Tuesday, July 14, 2009

Our technological desires are forecast in fiction

I can't seem to get my LibraryThing widget to render properly with this template, so I'm just going to have to tell you that I'm reading a remarkable book called Killing Monsters: why children NEED fantasy, super-heroes, and make-believe violence. There are so many passages that I want share with out but I'm going to start out with just one:

What draws a child to any fantasy is its emotional power. No six-year old seizes a toy or TV show because he thinks it will improve him or feels it validates his taste or opinions.
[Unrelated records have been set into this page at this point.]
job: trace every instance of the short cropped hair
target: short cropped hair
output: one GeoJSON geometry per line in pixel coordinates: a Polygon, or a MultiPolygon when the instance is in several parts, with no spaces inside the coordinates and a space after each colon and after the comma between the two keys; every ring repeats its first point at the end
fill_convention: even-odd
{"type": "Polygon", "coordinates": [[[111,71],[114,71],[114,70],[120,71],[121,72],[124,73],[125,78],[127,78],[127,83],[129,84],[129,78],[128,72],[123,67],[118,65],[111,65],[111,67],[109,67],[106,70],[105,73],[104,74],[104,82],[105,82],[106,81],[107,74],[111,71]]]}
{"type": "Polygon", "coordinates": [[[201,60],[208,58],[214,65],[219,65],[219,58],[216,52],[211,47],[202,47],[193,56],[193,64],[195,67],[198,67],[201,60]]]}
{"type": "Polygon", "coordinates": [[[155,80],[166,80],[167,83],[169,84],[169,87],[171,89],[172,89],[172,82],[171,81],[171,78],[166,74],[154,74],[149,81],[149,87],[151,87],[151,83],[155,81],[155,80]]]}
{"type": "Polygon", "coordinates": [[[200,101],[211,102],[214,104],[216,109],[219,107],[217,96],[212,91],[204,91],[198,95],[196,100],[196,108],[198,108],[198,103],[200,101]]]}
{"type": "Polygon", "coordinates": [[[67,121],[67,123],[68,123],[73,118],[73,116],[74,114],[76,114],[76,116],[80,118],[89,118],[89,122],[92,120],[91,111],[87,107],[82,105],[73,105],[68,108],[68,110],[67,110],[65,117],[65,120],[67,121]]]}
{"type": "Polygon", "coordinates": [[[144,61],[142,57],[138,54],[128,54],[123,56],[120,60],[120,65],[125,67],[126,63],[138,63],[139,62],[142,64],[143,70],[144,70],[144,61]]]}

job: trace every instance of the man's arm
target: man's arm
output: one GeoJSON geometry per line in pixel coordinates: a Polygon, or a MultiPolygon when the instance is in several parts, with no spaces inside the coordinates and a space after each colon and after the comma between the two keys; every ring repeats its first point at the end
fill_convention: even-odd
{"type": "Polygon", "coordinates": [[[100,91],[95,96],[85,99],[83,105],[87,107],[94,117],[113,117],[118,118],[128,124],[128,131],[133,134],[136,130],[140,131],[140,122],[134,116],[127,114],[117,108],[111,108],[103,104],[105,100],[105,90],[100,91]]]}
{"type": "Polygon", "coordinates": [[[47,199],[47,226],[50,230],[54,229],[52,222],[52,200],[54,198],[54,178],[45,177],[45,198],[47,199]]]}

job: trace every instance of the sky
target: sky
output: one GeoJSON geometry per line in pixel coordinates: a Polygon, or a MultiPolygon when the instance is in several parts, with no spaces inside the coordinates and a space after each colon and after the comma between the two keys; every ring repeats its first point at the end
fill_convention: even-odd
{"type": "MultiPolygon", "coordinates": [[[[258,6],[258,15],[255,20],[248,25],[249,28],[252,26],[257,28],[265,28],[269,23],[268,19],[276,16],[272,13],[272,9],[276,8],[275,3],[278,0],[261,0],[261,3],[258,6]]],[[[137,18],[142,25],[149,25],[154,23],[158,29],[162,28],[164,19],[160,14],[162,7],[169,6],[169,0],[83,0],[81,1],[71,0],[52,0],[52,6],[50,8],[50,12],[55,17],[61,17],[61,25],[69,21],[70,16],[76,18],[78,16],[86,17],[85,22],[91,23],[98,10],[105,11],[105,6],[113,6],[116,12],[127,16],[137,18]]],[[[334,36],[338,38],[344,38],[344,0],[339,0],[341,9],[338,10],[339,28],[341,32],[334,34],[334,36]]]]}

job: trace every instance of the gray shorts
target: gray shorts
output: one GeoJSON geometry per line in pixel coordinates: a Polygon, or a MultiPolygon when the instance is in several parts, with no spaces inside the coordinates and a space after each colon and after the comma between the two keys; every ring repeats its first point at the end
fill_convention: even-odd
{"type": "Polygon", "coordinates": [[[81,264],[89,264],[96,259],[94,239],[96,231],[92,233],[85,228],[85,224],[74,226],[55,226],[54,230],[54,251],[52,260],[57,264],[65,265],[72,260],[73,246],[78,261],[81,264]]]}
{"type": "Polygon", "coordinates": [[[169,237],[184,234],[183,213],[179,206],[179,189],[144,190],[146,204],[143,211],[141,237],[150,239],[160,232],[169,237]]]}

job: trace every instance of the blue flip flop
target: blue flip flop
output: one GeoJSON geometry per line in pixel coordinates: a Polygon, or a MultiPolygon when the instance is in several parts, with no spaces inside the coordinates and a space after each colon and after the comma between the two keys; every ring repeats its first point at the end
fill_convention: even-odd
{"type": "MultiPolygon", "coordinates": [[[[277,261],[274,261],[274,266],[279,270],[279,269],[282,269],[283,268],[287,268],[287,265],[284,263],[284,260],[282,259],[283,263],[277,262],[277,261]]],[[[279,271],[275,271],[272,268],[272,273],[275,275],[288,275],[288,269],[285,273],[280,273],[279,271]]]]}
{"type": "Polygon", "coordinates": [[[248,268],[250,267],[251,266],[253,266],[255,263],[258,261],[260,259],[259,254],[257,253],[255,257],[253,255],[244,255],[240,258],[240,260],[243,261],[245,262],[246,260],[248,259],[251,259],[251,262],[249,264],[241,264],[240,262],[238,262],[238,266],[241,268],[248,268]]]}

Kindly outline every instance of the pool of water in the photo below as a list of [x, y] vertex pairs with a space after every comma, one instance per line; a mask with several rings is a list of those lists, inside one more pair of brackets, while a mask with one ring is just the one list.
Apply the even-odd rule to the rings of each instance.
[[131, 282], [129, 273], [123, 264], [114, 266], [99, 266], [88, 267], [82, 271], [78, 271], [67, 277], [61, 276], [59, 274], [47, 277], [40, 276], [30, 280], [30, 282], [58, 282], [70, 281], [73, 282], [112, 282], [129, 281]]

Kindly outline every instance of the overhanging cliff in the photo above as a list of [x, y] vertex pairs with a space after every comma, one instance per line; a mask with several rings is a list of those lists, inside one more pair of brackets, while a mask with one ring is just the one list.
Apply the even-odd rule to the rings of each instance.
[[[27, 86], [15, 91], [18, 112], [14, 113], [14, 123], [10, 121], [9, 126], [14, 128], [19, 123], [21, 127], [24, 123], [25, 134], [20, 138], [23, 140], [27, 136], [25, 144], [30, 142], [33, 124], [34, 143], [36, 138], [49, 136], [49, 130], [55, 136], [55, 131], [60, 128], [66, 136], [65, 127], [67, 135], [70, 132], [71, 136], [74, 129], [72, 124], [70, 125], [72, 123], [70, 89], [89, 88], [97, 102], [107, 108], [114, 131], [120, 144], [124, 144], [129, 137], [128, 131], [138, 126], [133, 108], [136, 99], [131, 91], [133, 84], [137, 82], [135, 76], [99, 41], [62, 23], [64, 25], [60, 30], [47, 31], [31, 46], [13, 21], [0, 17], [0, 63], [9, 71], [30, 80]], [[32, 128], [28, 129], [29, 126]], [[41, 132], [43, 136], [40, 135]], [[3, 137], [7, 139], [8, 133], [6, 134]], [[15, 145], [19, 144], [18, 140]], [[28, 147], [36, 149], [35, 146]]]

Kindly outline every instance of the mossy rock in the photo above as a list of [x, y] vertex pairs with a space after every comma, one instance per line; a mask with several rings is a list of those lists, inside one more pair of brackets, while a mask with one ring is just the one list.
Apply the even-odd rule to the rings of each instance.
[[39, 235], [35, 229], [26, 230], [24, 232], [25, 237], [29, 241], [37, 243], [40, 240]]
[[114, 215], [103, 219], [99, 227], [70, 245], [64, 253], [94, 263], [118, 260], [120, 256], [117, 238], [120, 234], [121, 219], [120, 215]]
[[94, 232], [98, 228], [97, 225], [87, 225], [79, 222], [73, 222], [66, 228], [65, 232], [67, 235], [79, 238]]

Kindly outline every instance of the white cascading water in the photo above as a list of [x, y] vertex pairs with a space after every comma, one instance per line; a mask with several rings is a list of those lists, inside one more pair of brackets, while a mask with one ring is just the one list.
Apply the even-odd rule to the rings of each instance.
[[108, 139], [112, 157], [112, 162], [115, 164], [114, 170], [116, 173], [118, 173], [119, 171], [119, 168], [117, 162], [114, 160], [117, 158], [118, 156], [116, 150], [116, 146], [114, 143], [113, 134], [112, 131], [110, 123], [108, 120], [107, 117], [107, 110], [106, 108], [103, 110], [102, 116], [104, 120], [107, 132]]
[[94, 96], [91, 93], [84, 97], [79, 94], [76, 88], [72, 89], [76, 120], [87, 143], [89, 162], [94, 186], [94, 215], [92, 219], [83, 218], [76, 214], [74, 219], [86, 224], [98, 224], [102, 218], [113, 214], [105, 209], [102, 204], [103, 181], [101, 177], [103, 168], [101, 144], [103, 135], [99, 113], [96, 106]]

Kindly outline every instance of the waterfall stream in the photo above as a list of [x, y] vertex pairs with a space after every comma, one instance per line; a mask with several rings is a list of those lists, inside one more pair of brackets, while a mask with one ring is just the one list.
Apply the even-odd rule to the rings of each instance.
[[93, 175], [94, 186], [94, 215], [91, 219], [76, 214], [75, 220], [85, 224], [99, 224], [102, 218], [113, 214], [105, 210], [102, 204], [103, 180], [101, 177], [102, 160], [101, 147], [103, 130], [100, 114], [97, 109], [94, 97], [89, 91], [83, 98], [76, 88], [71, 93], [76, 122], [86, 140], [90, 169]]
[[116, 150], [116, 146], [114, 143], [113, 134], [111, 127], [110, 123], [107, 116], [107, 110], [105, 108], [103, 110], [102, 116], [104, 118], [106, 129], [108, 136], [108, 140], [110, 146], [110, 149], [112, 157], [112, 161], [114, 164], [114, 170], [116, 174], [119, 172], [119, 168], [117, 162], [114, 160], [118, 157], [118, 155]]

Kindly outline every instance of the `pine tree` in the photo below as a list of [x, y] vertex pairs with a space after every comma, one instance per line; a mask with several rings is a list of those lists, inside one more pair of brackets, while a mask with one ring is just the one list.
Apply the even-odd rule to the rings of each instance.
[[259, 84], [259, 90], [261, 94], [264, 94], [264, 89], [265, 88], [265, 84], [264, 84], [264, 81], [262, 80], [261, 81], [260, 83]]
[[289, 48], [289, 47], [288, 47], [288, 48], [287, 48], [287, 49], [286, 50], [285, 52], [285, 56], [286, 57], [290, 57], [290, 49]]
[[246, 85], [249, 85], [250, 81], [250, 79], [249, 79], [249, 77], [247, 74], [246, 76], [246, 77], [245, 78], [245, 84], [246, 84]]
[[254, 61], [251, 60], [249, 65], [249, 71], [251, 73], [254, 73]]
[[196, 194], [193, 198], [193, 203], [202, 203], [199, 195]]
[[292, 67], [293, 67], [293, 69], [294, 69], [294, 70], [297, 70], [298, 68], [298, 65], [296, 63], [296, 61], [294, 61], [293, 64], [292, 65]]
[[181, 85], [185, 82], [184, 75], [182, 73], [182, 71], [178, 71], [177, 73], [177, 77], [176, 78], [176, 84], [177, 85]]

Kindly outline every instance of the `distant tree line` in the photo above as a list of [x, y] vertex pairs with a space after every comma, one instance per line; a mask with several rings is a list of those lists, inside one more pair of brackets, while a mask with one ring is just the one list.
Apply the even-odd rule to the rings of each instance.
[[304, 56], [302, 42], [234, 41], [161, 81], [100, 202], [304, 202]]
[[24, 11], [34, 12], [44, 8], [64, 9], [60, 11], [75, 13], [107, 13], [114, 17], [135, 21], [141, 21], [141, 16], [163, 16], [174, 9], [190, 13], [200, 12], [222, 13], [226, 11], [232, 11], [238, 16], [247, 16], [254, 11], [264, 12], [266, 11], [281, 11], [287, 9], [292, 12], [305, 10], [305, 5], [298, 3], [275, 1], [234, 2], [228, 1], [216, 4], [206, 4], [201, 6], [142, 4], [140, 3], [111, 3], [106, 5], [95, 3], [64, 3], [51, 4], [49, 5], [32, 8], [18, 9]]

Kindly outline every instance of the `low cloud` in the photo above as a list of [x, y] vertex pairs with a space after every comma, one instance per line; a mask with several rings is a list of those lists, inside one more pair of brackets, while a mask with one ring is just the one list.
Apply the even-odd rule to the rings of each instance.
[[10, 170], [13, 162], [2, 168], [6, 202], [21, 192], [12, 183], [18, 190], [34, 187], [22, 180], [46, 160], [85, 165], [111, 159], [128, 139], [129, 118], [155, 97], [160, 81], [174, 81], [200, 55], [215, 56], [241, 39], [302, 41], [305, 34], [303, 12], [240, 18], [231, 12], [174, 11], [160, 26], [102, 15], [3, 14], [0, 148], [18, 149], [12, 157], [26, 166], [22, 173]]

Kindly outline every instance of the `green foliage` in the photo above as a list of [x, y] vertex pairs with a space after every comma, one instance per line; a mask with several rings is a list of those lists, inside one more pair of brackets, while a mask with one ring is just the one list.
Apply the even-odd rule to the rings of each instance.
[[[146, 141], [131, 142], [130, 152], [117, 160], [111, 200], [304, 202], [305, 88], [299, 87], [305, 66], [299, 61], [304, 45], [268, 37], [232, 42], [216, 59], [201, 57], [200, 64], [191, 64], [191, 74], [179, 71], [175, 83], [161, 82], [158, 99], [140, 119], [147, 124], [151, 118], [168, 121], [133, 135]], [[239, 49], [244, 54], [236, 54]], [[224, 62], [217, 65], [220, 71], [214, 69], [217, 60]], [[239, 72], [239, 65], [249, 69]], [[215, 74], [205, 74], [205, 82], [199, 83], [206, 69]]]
That's why Isaac Bashevis Singer said that "children are the only honest readers." Every toy marketer knows that no advertising will induce a child to want something that doesn't match up with the fantasies he already has. A little girl who already yearns for the power of glamour and the chamleonsque versatility of dress-up may have her fantasies focused and intensified by a Barbie commercial. But not even a thousand viewings of that commercial will make her macho brother want a Barbie. Either children connect with a fantasy at the profoundest emotional levels or they quickly toss it aside.

There are two reasons I wrote out this quote. First, I wanted to showcase what rare combination of common sense and emotional understanding that Gerard Jones brings to the subjects of children, violence, gender, media and desire.

And secondly, I want to borrow this idea that many of our decisions are made because they, often unconsciously, connect with an underlying desire or fantasy. For example, I would suggest that many people over the course of history has held the dream of a single, portable book being able to express the entire sum of the world's knowledge. Before it became manifest as Wikipedia, it existed and was expressed as the Hitchhiker's Guide to the Galaxy.

So in order to understand the future of our technology, perhaps we should read a little fantasy first. I personally hope that Jakob Nielsen is right and that In the Future, We'll All Be Harry Potter.

And now its time for my audacious prediction: I predict that in the future that our laptops will develop and evolve to become our dæmons/familiars.